SUPREMATISM
SUPREMATISM
By Alexander Baturin (1914 – 2003)
Untitled - ‘Suprematistic Cross',
1958
Pencil on paper
Sheet size: 32 x 25 cm
Framed size: 50.7 x 43 x 3 cm
THE CROSS has a long association with religion and mysticism. It is a simple form that contains strong echoes of religious doctrine and devotion. Similarly, the idea of a crossroads, or a cross street contains a reference to change, uncertainty and resolution. A cross is laden with associations in our consciousness. You are looking at an abstract drawing in pencil on paper by Alexander Baturin, second generation pupil of Kazimir Malevich.

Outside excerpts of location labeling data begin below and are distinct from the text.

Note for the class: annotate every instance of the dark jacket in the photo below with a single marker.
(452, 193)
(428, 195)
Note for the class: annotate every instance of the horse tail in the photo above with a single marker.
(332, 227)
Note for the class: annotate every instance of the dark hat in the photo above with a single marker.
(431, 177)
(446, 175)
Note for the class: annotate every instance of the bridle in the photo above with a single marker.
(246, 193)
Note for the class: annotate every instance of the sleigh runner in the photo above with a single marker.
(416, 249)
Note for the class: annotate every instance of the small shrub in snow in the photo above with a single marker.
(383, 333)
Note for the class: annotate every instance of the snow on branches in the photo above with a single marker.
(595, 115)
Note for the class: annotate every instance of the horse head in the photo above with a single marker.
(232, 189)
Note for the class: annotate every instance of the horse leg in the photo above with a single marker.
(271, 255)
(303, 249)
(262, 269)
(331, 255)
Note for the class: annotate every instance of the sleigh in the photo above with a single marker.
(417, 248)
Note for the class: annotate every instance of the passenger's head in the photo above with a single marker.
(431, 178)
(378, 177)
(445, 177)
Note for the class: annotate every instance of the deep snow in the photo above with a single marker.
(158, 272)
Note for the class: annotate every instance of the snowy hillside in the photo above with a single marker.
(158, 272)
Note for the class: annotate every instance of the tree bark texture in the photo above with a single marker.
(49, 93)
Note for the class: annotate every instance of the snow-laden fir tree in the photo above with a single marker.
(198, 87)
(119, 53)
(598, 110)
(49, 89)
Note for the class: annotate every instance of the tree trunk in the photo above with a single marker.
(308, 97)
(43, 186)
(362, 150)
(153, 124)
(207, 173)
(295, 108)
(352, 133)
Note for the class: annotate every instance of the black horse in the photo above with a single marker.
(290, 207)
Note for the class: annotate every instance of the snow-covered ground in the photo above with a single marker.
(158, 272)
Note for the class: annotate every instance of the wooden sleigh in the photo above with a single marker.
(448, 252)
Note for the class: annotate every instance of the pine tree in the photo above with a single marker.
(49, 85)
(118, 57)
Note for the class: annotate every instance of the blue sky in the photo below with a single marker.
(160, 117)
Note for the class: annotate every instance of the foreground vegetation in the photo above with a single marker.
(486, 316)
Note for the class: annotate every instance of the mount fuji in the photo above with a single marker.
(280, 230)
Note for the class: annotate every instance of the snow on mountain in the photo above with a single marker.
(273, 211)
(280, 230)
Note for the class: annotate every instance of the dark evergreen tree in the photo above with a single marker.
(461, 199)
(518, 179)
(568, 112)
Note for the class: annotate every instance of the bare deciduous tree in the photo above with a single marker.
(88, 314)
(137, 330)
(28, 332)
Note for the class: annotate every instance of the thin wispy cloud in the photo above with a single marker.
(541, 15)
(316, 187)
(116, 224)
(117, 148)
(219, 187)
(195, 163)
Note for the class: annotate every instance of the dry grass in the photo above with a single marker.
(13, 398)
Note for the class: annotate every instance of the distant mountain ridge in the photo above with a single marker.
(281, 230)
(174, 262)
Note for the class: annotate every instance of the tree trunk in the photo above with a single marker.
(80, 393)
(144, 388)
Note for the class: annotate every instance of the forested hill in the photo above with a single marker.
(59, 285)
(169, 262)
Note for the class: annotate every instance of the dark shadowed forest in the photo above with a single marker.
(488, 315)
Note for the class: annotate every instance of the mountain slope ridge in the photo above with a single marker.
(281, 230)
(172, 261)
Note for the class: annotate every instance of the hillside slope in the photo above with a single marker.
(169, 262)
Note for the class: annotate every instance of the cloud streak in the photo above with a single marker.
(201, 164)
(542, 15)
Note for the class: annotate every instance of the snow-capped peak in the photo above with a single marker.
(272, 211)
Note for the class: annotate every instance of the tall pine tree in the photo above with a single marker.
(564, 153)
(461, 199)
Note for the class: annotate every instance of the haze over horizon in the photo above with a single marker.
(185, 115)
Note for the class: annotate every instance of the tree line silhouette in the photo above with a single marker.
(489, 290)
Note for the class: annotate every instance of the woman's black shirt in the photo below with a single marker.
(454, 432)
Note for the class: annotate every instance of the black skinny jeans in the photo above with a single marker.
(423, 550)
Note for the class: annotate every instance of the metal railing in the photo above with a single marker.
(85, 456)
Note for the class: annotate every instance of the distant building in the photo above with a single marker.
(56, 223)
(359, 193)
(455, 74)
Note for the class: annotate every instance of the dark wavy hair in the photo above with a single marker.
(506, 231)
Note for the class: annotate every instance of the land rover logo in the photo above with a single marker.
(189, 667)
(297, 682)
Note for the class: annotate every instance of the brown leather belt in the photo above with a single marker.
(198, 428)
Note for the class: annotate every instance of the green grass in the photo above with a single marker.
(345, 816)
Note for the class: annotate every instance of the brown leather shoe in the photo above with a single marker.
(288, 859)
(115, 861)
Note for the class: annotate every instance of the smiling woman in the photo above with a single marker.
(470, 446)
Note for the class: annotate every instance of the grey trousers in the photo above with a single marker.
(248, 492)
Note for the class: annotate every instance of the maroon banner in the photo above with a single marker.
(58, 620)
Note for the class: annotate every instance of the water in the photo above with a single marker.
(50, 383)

Baturin's cross is a minimalist overlay of two opposed planes each consisting of myriads of crosses and crossways. The fact that we are seeing a cross lays purely our own consciousness.
Alexander B. Baturin
(Russian, 1914 - 2003)
Alexander Baturin (1914 – 2003) was a painter and graphic artist, and one of the most important figures in the history of the art of Leningrad during the second half of the XX century. The pupil of Vladimir Sterligov – himself a student of Kazimir Malevich – he was the definitive authority for several generations of Leningrad artists, personifying a living connection with the traditions of the Russian avant-garde. His parents, who were aristocrats, were exiled to the small town of Shadrinsk following the revolution. Baturin himself was exiled from the Academy of Arts because of his background and spent 22 years in prison camps and various places of exile and was allowed to return to Leningrad only in 1956 after ‘rehabilitation’. Developing Sterligov’s plastic system, Baturin combined mathematical logic and a poetic belief in the primal rationality and order of the world in his works. He was engaged in a search for a definitive coloristic and plastic combination of color planes, which turned his landscapes into a painted formula of the universe.